The 12-foot-deep Intracoastal Waterway system extends from New Orleans westward to
the Mexican border, connecting the Mississippi River through Algiers and Harvey Locks
with the important coastal harbors of Morgan City and Lake Charles, Louisiana, and Beaumont,
Port Arthur, Galveston, Houston, Freeport, Corpus Christi, and Brownsville, Texas.
Eastward from New Orleans through the Industrial Lock, the 12-foot depth of the
Intracoastal Waterway extends 400 miles to Apalachee Bay, Florida, joining the Lower
Mississippi with the seaports of Gulfport, Mississippi, Mobile, Alabama, and to
Birmingport, near Birmingham, through the Tombigbee-Black Warrior system.

An alternate connection from the Mississippi River to the Gulf Intracoastal Waterway is provided by an improved 12- by 125-foot channel from Port Allen to Morgan City. At Port Allen, opposite Baton Rouge, a navigation lock 1,200 feet long and 84 feet wide provides passage through the west bank levee system to the Intracoastal Waterway.
The Atchafalaya River project provides barge transportation with a 12- by 125-foot channel connecting the Mississippi by a 75- by 1,200-foot lock in Old River with the Gulf Intracoastal Waterway at Morgan City. This year-round route is 175 miles shorter for barge transportation moving from the Texas and West Louisiana areas to the upper Mississippi and Ohio Rivers.
The Mississippi River-Gulf Outlet, completed in June 1965, is a dredged channel from New Orleans southeast to the Gulf of Mexico. The 76-mile waterway is shorter and easier to navigate than the Mississippi River and is free of floating debris and swift currents common to the river.
From Cairo to Pittsburgh, 980 miles, a depth of 9 feet is available through the system of locks and dams on the Ohio River.
The 9-foot depth extends 90 miles up the Monongahela and 72 miles up the Allegheny from their confluence at Pittsburgh. From its junction with the Ohio River, the Kanawha has a 9-foot depth for 90 miles. Six-foot navigation extends up the Cumberland River to Nashville, and on the Tennessee River the 9-foot-deep system extends to Knoxville.
North from Cairo, there is an 858-mile, 9-foot-deep channel to St. Paul-Minneapolis through a regulated channel and a system of locks and dams.

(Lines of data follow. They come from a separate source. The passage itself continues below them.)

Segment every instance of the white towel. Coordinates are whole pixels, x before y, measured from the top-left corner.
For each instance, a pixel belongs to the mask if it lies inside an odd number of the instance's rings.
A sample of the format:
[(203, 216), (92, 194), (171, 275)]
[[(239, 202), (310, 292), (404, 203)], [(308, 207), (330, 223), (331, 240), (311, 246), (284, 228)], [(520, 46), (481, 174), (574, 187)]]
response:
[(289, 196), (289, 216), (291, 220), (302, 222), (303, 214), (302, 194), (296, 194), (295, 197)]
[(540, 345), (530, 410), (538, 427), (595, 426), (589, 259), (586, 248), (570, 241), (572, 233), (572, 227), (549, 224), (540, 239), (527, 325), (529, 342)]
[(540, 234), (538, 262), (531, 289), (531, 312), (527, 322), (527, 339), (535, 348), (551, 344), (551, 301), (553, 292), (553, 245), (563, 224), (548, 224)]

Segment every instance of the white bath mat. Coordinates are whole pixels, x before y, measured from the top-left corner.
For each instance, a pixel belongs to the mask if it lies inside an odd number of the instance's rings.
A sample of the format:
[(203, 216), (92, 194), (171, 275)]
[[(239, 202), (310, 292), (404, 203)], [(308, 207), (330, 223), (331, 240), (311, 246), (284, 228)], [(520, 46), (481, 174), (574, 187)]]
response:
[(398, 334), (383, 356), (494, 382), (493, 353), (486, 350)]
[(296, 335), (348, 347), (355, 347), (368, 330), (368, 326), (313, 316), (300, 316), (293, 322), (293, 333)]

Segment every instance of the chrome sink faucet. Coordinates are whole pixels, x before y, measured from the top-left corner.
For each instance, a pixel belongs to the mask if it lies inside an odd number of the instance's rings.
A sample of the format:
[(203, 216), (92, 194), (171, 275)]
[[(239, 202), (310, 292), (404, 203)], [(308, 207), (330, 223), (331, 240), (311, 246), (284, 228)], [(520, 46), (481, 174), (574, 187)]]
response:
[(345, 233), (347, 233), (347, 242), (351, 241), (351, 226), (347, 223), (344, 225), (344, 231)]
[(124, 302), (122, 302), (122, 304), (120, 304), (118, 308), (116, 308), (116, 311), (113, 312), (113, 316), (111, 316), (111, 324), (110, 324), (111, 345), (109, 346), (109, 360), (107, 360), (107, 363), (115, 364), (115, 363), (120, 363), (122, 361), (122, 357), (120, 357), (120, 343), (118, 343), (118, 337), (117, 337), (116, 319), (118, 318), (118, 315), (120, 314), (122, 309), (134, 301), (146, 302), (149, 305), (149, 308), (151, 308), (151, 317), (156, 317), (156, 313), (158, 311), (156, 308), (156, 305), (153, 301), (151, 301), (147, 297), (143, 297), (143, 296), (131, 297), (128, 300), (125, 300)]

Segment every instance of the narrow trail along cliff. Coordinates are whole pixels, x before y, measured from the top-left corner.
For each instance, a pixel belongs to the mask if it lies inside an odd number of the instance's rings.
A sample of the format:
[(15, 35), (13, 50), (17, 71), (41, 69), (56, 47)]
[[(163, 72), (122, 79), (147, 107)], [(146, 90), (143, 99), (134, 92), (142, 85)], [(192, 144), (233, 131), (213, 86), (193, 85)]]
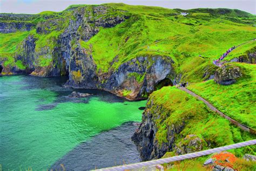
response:
[(217, 109), (215, 107), (214, 107), (210, 102), (202, 98), (201, 97), (196, 94), (196, 93), (193, 93), (193, 92), (191, 91), (190, 90), (187, 90), (187, 88), (185, 87), (178, 87), (179, 89), (185, 91), (187, 93), (190, 94), (190, 95), (197, 98), (198, 100), (200, 100), (204, 102), (212, 111), (213, 111), (214, 112), (217, 113), (219, 114), (220, 115), (221, 117), (224, 117), (224, 118), (228, 120), (230, 122), (231, 122), (232, 124), (237, 125), (239, 127), (240, 127), (241, 129), (245, 131), (249, 132), (251, 133), (252, 134), (256, 134), (256, 130), (247, 126), (246, 126), (244, 124), (242, 124), (241, 123), (239, 123), (239, 122), (234, 120), (234, 119), (232, 119), (230, 117), (226, 115), (226, 114), (224, 114), (220, 111), (219, 111), (218, 109)]

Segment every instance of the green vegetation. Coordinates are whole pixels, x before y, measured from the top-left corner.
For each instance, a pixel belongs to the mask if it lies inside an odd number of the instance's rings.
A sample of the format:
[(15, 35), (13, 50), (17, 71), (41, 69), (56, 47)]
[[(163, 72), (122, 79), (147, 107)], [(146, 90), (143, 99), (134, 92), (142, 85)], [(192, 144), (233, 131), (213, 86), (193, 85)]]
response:
[(219, 110), (239, 122), (256, 128), (256, 66), (234, 63), (242, 70), (242, 78), (228, 86), (213, 80), (194, 83), (188, 88), (210, 101)]
[[(214, 71), (213, 59), (234, 45), (256, 36), (255, 28), (240, 21), (241, 15), (235, 15), (239, 12), (235, 10), (227, 11), (228, 17), (237, 20), (231, 20), (215, 11), (214, 13), (197, 12), (195, 9), (183, 16), (178, 11), (161, 8), (105, 5), (128, 11), (131, 17), (115, 27), (100, 28), (99, 33), (86, 42), (80, 41), (82, 46), (92, 55), (97, 70), (103, 72), (117, 69), (138, 56), (169, 56), (176, 63), (175, 70), (184, 73), (183, 80), (201, 81), (206, 69)], [(241, 53), (244, 50), (237, 49)], [(199, 54), (203, 58), (197, 57)]]
[(123, 96), (126, 97), (132, 92), (131, 90), (124, 90), (123, 91)]
[(30, 32), (17, 32), (11, 33), (0, 33), (0, 60), (4, 60), (4, 65), (14, 66), (24, 69), (21, 61), (15, 64), (15, 56), (18, 51), (18, 45), (29, 35)]
[(248, 43), (237, 47), (233, 50), (226, 58), (224, 58), (224, 60), (230, 61), (230, 60), (238, 58), (239, 57), (247, 57), (249, 52), (255, 52), (256, 50), (256, 41), (251, 41)]
[[(153, 106), (151, 102), (153, 103)], [(164, 87), (154, 92), (147, 105), (152, 111), (152, 118), (158, 131), (156, 139), (160, 145), (167, 142), (169, 128), (185, 127), (176, 137), (176, 143), (180, 142), (187, 135), (195, 134), (203, 138), (213, 148), (255, 139), (227, 120), (211, 111), (202, 101), (174, 87)], [(161, 111), (158, 109), (162, 108)], [(160, 114), (159, 114), (160, 113)], [(255, 124), (255, 122), (254, 122)], [(175, 135), (174, 135), (175, 136)], [(234, 151), (240, 156), (244, 153), (254, 153), (255, 147), (247, 147)]]

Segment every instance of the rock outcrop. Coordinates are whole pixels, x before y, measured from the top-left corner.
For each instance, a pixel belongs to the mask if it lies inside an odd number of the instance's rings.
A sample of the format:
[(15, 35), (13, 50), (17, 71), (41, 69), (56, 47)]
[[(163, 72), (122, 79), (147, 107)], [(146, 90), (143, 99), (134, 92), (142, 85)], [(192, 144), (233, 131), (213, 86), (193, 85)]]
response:
[(235, 83), (242, 76), (239, 67), (232, 64), (227, 64), (216, 70), (214, 81), (218, 84), (227, 85)]
[(74, 92), (72, 92), (71, 94), (69, 95), (69, 97), (71, 98), (85, 98), (91, 95), (92, 95), (92, 94), (89, 94), (89, 93), (83, 93), (77, 92), (74, 91)]
[[(11, 57), (5, 54), (0, 57), (2, 74), (68, 75), (66, 86), (104, 90), (130, 100), (146, 98), (154, 90), (175, 84), (174, 61), (170, 57), (138, 56), (111, 68), (118, 62), (114, 59), (108, 72), (103, 73), (97, 70), (91, 53), (82, 46), (80, 42), (88, 41), (100, 28), (112, 28), (130, 18), (129, 12), (107, 5), (88, 5), (74, 8), (67, 13), (66, 18), (61, 12), (0, 14), (0, 32), (31, 29), (36, 32), (17, 45), (17, 52)], [(42, 37), (44, 42), (38, 42)], [(11, 65), (4, 65), (10, 58)], [(22, 67), (16, 64), (18, 61)]]
[(204, 165), (214, 171), (233, 171), (233, 167), (238, 159), (232, 153), (223, 152), (213, 155)]
[(256, 46), (246, 51), (244, 54), (231, 60), (230, 61), (256, 64)]
[(15, 22), (0, 21), (0, 33), (9, 33), (16, 31), (30, 31), (35, 28), (35, 26), (33, 23), (23, 21)]
[(182, 155), (202, 151), (207, 143), (196, 135), (187, 135), (174, 147), (176, 154)]

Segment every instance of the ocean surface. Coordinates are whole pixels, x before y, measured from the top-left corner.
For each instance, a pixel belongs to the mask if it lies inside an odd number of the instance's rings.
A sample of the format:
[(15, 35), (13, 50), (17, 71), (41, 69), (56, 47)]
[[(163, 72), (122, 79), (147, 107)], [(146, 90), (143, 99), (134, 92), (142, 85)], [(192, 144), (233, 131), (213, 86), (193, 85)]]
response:
[[(141, 161), (131, 136), (146, 101), (63, 87), (66, 80), (0, 77), (0, 169), (86, 170)], [(73, 91), (93, 95), (69, 97)]]

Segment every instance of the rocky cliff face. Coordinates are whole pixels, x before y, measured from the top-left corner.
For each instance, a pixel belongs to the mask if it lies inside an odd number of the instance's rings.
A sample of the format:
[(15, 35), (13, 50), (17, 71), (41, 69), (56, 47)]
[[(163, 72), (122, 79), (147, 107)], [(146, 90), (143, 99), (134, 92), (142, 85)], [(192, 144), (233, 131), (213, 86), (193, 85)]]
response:
[[(151, 102), (149, 102), (150, 100)], [(172, 151), (175, 147), (176, 136), (184, 128), (185, 122), (173, 124), (167, 130), (167, 141), (159, 142), (156, 138), (158, 131), (156, 120), (161, 113), (166, 112), (163, 106), (157, 105), (154, 99), (149, 99), (142, 117), (142, 123), (132, 137), (132, 140), (140, 147), (144, 160), (162, 157), (167, 152)]]
[[(146, 98), (154, 90), (173, 85), (176, 77), (172, 66), (174, 62), (168, 57), (139, 57), (122, 64), (117, 69), (102, 73), (97, 71), (92, 56), (81, 47), (81, 40), (89, 40), (101, 27), (112, 28), (124, 22), (130, 18), (130, 13), (104, 5), (88, 6), (69, 12), (66, 18), (59, 13), (50, 16), (2, 14), (1, 33), (35, 29), (35, 33), (25, 38), (18, 45), (18, 52), (13, 54), (15, 61), (21, 61), (24, 67), (5, 66), (6, 58), (3, 57), (2, 74), (27, 73), (39, 77), (68, 75), (67, 86), (103, 89), (131, 100)], [(41, 21), (36, 24), (31, 22), (33, 19)], [(42, 37), (45, 37), (43, 42)]]
[(242, 77), (241, 69), (232, 64), (227, 64), (216, 70), (214, 81), (221, 85), (230, 85)]
[(230, 61), (256, 64), (256, 47), (254, 47), (252, 49), (246, 51), (245, 53), (245, 54), (233, 59)]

The rich coal- and grain-producing regions of southern Illinois will be reached soon by another artery in the Mississippi River system as the Kaskaskia River navigation project becomes fully operational.
The Great Lakes and the Mississippi are joined by the 9-foot-deep Illinois Waterway, extending from Chicago to Grafton, Illinois.

On the Missouri River, which flows into the Mississippi just above St. Louis, a 9-foot depth is authorized from the Mississippi to Sioux City, Iowa. A channel is maintained to a 7-foot depth to Kansas City, Missouri, and 6.5-foot depth as far as Omaha, Nebraska.
The Red River Waterway, now under construction, and the Ouachita-Black rivers navigation systems connect with the Atchafalaya River project and the Mississippi River to extend 9-foot up navigation northward along the Red River to northwest Louisiana and eastern Texas and via the Ouachita-Black rivers through eastern Louisiana and southern Arkansas.